Numerical modeling of axially loaded circular concrete-filled double-skin steel tubular short columns incorporating a new concrete confinement model

The accurate prediction of the concrete confinement effects in concrete-filled double-skin steel tubular (CFDST) columns composed of a circular section is vital in stimulating their true structural performance. However, existing concrete confinement models for such columns were developed based on limited studies and may not accurately predict their axial responses under axial loading. In this paper, a numerical model is developed to study the nonlinear performance of axially-loaded short CFDST columns incorporating an accurate concrete confinement model. Herein, a novel expression to calculate the lateral confining pressure on the confined concrete of the CFDST column is proposed considering the influences of a wide range of important column parameters. Furthermore, a reduction factor to accurately predict the post-peak behavior of confined concrete is suggested based on the previous test results.
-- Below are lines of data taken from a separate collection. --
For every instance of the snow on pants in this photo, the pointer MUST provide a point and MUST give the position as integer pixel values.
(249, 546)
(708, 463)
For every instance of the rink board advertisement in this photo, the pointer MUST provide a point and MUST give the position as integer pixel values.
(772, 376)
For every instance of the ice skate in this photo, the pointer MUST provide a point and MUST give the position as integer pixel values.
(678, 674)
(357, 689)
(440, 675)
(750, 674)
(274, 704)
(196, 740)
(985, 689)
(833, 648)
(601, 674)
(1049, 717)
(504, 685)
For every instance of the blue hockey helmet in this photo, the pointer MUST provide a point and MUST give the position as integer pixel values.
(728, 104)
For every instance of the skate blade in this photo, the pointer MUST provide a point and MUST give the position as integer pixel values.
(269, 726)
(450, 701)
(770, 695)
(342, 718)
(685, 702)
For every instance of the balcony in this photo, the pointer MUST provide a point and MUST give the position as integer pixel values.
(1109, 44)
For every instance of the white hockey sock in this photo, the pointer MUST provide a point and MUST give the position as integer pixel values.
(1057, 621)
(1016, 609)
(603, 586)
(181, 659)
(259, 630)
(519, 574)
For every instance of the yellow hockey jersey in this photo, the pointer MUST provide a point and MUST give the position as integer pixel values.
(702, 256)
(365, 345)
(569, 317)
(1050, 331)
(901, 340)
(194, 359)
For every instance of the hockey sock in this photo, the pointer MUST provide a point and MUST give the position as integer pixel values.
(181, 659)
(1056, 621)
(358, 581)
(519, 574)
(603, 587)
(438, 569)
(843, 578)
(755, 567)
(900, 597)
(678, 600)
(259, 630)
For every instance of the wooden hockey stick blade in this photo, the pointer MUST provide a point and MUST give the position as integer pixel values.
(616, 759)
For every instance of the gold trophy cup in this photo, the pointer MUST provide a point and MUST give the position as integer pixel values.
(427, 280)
The accuracy of the numerical model incorporating the proposed concrete confinement model is verified against the experimental tests. The accuracy of the existing concrete confinement models is also evaluated and compared with the one proposed in this study. It is demonstrated that the proposed confinement model can yield the axial performance of CFDST columns more accurately. A parameter study is then performed to analyze the impacts of important column parameters on the axial performance of such a column. The applicability of the existing design standards in designing CFDST columns is verified. Lastly, a simple and accurate design equation to quantify the ultimate axial load is proposed.